Há algumas semanas atrás ouvi o presidente da câmara do Cartaxo anunciar publicamente, de forma muito tranquila, a falência da sua autarquia. Confesso que fiquei chocado com a ligeireza do anúncio. Foi como se estivesse a anunciar que a lâmpada do candeeiro de uma qualquer rua do concelho estivesse fundida, e por isso iria ser substituída.  

 

De repente o Cartaxo vê-se a mendigar ao governo da Nação um resgate financeiro que nos vai custar a todos mais de 74 milhões de euros, a pagar em 20 anos; os impostos e taxas municipais vão ser elevados para valores máximos para que possamos pagar o que nos vão emprestar; a câmara deixa de ter qualquer possibilidade de fazer mais do que assegurar serviços mínimos; e passa-se a mensagem que não é nada de mais! É tudo normal!

 

Bem sei que são muitos anos de poder absoluto, com uma gestão caprichosa, suportada por uma maioria política confortável, em que tudo foi permitido, onde a voz dos mais cautelosos foi sendo constantemente ignorada… mas há limites!

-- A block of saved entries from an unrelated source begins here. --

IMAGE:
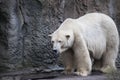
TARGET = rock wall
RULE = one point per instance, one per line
(25, 25)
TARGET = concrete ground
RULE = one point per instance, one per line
(56, 75)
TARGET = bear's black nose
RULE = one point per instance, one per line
(55, 51)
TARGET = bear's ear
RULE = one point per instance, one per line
(67, 36)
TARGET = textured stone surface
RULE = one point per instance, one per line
(25, 25)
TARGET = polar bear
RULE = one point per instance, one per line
(89, 42)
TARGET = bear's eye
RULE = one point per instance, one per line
(52, 41)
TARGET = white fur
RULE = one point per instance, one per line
(93, 32)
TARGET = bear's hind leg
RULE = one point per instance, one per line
(97, 64)
(109, 60)
(68, 61)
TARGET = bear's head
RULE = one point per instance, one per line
(62, 40)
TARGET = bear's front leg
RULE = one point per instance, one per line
(67, 60)
(82, 57)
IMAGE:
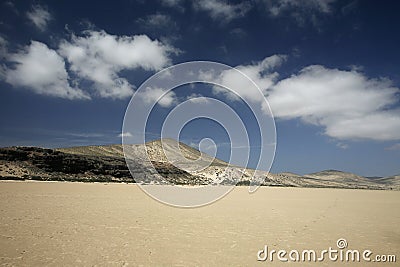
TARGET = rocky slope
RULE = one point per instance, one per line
(174, 163)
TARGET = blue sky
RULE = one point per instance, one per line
(329, 69)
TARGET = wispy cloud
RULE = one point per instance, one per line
(348, 104)
(39, 16)
(42, 70)
(393, 147)
(99, 57)
(221, 10)
(125, 134)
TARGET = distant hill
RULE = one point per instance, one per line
(175, 162)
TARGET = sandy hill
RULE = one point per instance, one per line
(177, 162)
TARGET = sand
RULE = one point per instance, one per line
(77, 224)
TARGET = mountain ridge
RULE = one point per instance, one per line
(177, 162)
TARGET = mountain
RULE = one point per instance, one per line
(175, 162)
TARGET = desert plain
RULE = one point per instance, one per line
(109, 224)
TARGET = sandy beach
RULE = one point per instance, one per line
(95, 224)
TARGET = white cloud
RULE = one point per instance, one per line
(393, 147)
(125, 134)
(39, 16)
(41, 70)
(277, 7)
(159, 96)
(301, 11)
(346, 103)
(157, 21)
(99, 57)
(197, 98)
(221, 10)
(172, 3)
(262, 73)
(342, 145)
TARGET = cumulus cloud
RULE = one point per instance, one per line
(221, 10)
(301, 11)
(346, 103)
(99, 57)
(277, 7)
(39, 16)
(156, 20)
(393, 147)
(125, 134)
(41, 70)
(159, 96)
(262, 73)
(197, 99)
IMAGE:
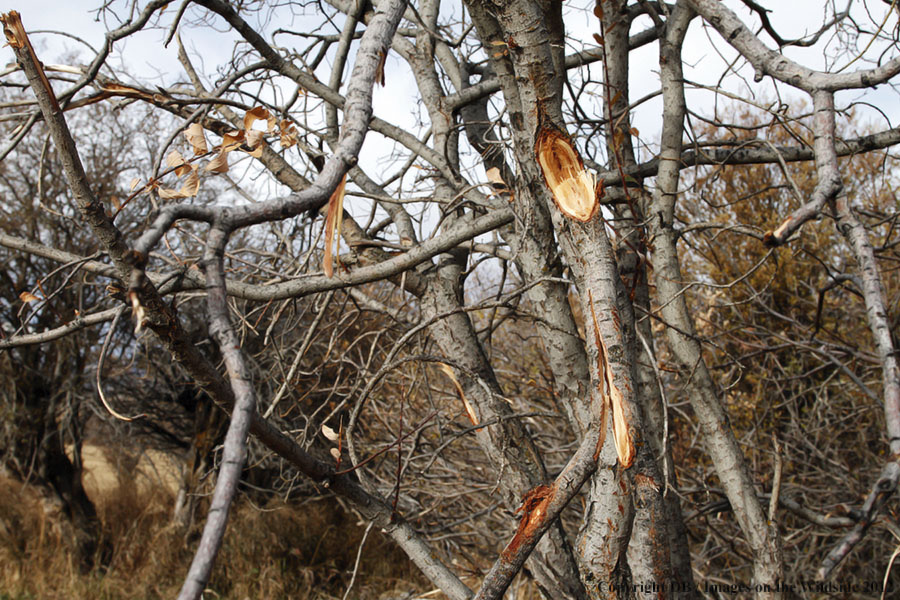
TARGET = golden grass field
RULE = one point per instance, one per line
(303, 551)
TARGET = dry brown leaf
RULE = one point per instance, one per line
(260, 113)
(493, 175)
(175, 159)
(329, 433)
(195, 137)
(255, 141)
(332, 222)
(572, 186)
(287, 134)
(445, 368)
(137, 310)
(219, 164)
(169, 194)
(232, 140)
(191, 185)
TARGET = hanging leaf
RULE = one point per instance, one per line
(259, 113)
(191, 185)
(255, 141)
(379, 70)
(219, 164)
(169, 194)
(232, 140)
(445, 368)
(287, 134)
(572, 186)
(195, 137)
(175, 159)
(329, 433)
(332, 224)
(493, 175)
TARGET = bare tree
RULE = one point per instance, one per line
(526, 203)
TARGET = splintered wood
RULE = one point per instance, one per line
(572, 186)
(613, 400)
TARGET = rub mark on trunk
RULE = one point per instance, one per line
(612, 398)
(534, 510)
(572, 186)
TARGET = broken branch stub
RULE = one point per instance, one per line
(572, 186)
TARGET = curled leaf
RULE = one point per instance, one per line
(138, 310)
(329, 433)
(170, 194)
(287, 134)
(191, 185)
(175, 159)
(332, 224)
(572, 186)
(493, 175)
(232, 140)
(255, 140)
(219, 164)
(260, 113)
(195, 137)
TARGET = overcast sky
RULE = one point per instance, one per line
(705, 53)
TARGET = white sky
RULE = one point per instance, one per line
(144, 56)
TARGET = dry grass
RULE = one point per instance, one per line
(277, 551)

Assumir um desequilíbrio estrutural financeiro do município do Cartaxo, vulgo falência, e atirar que a culpa é da crise internacional, da crise nacional, do desemprego e da curva ascendente de investimentos significativos do concelho é, no mínimo, um abuso! A câmara do Cartaxo ultrapassou os limites do endividamento a médio e longo prazo, o endividamento líquido é superior a 175% das receitas municipais, não se cumpre com a obrigação de redução desse endividamento, o prazo médio de pagamento a fornecedores é superior a seis meses. Dito de outra forma: quem teve responsabilidade de gerir a câmara, sobretudo nos últimos anos, gastou o que tinha e o que não tinha! E o que não tinha foi pedi-lo emprestado aos bancos, tirou do bolso dos seus fornecedores, não cumpriu protocolos com as coletividades, com as freguesias, etc.. E a culpa é da crise???

 

Sei bem que a legitimidade democrática é intocável, respeito-a por completo mas isso não me impede a mim, como não impedirá ninguém, de ter um sentido crítico e expressá-lo. E é tempo de o expressar mesmo! Basta! Basta de caprichos!

 

Não nos bastava a austeridade severa a que o país está exposto, agora teremos ainda mais austeridade em cima. Vai-nos sair do bolso a todos com certeza! Vamos passar 20 anos a pagar mais de 74 milhões de euros, 20 anos em que o progresso do concelho vai ficar congelado.

 

O desequilíbrio financeiro estrutural da câmara do Cartaxo é atestado por entidades que tutelam as autarquias locais. Foi assumindo tal desequilíbrio, apesar da ligeireza, porque quem hoje tem a responsabilidade do governo do município. O plano de reequilíbrio financeiro aprovado pela assembleia municipal contempla os números e os prazos que acima referi. Não posso por isso compreender como é que o anterior presidente da câmara do Cartaxo, há alguns dias atrás, respondeu numa entrevista que: “É uma dívida que tem perfeitas condições para ser paga, sem afetar gerações futuras, num prazo máximo de 10 anos, toda ela.”

 

Há quem não assuma, com estranha coragem, o estado dramático a que este concelho foi votado. Há quem assuma esta falência com total ligeireza. E há ainda quem, com estranha falta de coragem, permaneça mudo e calado.

 

E perante tudo isto, e para concluir, arrisco a dizer que não se trata só da falência das finanças da câmara. É também a falência de um projeto político em que uma maioria depositou confiança.

 

São outras lâmpadas fundidas… A solução, essa, deverá ser a mesma!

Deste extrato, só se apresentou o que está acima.